Since 2006, Monique’s team has been investigating some 300 British native plants that each have an enduring reputation as effective herbal remedies. ‘Over the past 20 or 30 years, there has been very little research into British medicinal plants,’ points out Monique. ‘Today we have better analytical equipment to study plants and screen them for novel chemistry.’ Already, the research has been scientifically very rewarding. ‘We continue to find new information about every species that we study,’ she reveals.
Plants: From Roots to Riches
Prof Kathy Willis examines the legacy of early encounters with alkaloids from plants.
Tests have included species of geranium that have been used to treat warts and extracts from crab apples reputedly used to treat colon and stomach cancer.

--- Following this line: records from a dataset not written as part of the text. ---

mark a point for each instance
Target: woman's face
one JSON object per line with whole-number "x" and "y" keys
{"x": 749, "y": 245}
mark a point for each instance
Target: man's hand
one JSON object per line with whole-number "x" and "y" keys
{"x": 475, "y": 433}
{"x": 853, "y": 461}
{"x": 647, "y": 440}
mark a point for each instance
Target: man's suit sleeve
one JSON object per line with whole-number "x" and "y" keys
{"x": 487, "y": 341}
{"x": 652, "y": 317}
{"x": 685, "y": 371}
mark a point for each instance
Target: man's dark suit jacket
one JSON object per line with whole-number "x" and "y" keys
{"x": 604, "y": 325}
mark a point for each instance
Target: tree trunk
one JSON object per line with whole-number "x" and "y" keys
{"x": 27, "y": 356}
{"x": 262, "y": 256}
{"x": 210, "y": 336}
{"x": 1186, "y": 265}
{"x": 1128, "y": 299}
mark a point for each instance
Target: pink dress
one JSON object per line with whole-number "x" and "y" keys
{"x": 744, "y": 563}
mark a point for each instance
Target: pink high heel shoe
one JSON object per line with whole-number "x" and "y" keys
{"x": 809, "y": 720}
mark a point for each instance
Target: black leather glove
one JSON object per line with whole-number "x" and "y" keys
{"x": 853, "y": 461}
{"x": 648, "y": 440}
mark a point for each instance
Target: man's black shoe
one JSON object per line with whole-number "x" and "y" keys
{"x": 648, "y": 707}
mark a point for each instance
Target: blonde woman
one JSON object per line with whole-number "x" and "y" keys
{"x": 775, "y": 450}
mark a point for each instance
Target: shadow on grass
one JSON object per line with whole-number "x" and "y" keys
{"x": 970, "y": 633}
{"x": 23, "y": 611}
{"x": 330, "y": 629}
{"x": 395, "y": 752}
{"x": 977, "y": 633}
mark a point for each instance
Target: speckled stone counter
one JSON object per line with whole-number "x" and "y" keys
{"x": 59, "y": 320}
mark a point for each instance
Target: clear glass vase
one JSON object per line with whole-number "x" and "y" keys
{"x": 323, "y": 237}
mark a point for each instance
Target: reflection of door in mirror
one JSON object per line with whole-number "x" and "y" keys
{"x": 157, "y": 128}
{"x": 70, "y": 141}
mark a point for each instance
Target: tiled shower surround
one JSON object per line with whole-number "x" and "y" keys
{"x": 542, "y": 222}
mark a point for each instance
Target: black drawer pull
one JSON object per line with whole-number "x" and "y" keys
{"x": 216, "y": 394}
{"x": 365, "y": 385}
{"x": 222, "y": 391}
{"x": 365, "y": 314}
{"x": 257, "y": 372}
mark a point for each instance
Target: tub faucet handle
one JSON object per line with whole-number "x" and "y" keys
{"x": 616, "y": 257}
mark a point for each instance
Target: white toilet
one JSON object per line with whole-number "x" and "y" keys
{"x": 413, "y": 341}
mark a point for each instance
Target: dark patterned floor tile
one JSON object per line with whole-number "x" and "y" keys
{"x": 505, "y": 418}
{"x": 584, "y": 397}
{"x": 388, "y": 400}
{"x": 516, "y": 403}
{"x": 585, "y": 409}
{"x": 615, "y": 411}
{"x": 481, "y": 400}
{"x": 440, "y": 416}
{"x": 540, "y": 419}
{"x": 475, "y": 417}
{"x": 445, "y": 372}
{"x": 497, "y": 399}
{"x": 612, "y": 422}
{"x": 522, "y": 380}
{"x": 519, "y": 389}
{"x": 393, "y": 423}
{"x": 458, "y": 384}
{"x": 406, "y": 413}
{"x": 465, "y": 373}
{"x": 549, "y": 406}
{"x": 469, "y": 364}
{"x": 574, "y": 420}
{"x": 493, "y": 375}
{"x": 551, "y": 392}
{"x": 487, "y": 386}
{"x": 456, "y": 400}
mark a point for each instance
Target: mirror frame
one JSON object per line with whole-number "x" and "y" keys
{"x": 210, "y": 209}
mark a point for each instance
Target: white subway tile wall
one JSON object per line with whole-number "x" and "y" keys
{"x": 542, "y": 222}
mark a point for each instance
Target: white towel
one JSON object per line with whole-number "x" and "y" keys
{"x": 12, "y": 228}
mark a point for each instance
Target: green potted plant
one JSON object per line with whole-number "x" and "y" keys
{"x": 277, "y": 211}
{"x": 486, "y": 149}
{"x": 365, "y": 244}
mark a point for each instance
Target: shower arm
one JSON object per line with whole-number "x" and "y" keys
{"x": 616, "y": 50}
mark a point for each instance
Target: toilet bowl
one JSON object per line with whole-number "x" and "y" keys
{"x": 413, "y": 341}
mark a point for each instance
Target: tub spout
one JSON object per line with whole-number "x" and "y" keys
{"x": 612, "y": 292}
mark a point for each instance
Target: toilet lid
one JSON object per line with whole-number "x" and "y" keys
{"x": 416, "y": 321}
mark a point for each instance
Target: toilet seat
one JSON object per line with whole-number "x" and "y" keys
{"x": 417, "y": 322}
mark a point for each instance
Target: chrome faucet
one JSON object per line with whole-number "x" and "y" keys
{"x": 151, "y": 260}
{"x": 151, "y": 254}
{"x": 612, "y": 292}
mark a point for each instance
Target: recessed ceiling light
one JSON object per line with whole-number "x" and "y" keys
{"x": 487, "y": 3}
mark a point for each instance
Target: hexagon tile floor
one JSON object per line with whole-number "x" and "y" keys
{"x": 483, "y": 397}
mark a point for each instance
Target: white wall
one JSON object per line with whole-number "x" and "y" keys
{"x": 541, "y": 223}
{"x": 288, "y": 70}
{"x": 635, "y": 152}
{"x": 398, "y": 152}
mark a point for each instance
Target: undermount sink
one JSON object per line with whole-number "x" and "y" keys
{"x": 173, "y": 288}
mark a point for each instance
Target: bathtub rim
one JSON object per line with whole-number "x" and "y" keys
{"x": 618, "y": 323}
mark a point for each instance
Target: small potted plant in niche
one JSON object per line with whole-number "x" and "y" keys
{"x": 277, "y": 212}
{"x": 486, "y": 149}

The team is also investigating the anti-diabetic properties of a range of species, including bugle (Ajuga reptans). For the treatment of Alzheimer’s disease, Elaine Porter and Melanie Howes have been studying alkaloids from species in the lily family, as well as other compounds such as diterpenoids, which are found in some common herbs in the sage family and can increase blood flow, perhaps enhancing memory processes.
‘Sage means wisdom – the name says it all. It’s perplexing why it’s only being evaluated now,’ Monique comments. But at the same time she stresses the complexities of plant chemistry – each leaf is packed with hundreds of compounds, which are likely to have subtle and interacting effects. This makes such research exceedingly difficult to pin down. ‘What we do is put little bits of the jigsaw together,’ explains Monique, ‘and try to convince specialist researchers in universities or pharmaceutical laboratories to take the work further.’Wound healing is another focus of intensive research. Monique and her colleague Phil Stevenson have been concentrating on isolating and identifying compounds in figwort (Scrophularia nodosa) and goosegrass (Galium asparine), to understand why these species can be used effectively to treat wounds. ‘We’ve shown that these species contain a range of phenolic compounds,’ says Monique – some have anti-bacterial activity that would keep a wound clean, while others have antioxidant and anti-inflammatory activity. And figwort also contains compounds called iridoids that stimulate the production of fibroblasts, which are cells that play an important role in the repair of skin and connective tissue. So the combination of iridoids and phenolics could explain why figwort really is an effective treatment for cuts and ulcers.
‘We’re taking folklore, paying attention to it, and taking it further, looking for the science behind it.’
Professor Monique Simmonds
Now the team, which comprises more than a dozen researchers working on different aspects of medicinal plant chemistry, is also investigating relatives of figworts, including heart’s ease (Viola tricolor). They’re also looking at species from other plant families that are likely to contain an array of different compounds, including elder (Sambucus nigra), primroses (Primula vulgaris), cowslips (Primula veris), bird’sfoot trefoil (Lotus corniculatus), brooklime (Veronica beccabunga), ivy (Hedera helix) and marsh mallow (Althaea officinalis). ‘Throughout the world, various different species seem to be used to promote wound healing,’ Monique explains. ‘We’re taking folklore, paying attention to it, and taking it further, looking for the science behind it.’